This Research Topic is the second volume of the Research Topic "Hearing Loss: From Pathogenesis to Treatment Volume". Please see the first volume here
Damage of the auditory system is associated with many factors, including genetic deficiency, aging, medication, noise, infection, and many other environmental factors. The mammalian inner ear is a highly differentiated organ, especially the hair cells and spiral neurons that have no ability to regenerate. Therefore, excessive damage to the inner ear cells will lead to permanent hearing loss. So far, there are limited clinical approaches to prevent and treat deafness due to the unique nature of the inner ear structure and cells.
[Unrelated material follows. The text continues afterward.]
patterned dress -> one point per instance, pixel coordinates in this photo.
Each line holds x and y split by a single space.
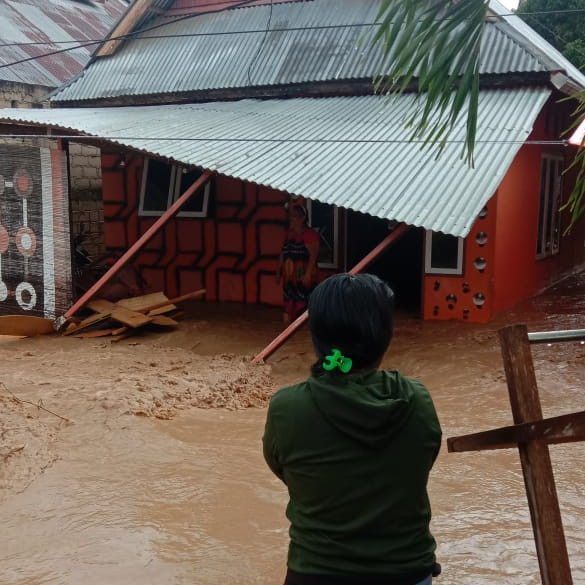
295 256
Therefore, in-depth research on the mechanism of the occurrence and development of sensorineural hearing loss is urgently required. Restoring the structure and function of auditory organs with new technologies and methods will be a key research direction in this field. With the advances in new technologies and methods such as gene therapy, stem cell therapy, biomaterials, and tissue engineering, we hope that more studies can provide the theoretical and experimental basis for the prevention and treatment of sensorineural hearing loss, and basic research findings can eventually be translated into therapeutic applications.
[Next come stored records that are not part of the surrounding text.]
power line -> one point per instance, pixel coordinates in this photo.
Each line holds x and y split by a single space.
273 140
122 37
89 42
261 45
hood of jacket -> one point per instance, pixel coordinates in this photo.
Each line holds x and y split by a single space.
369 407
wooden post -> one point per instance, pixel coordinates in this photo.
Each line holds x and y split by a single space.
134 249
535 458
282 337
This Research Topic aims to encourage researchers to investigate the mechanisms of genetic, noise, medication, and aging-related sensorineural deafness and other types of deafness. Original research articles on the pathogenesis of sensorineural deafness, as well as original research articles and reviews on novel technologies and methods in the field of sensorineural deafness prevention and treatment, are both welcome. With this research topic, we aim to show the latest research in the auditory neuroscience field, focusing on:
- Examining the role of neurons, hair cells, and other cells in the development and degeneration of the central and peripheral auditory systems.
- Studying the regeneration of spiral ganglion neurons and hair cells.
- Developing novel therapeutic approaches for treating sensorineural deafness.
- Exploring the application of novel research technologies and materials in auditory research.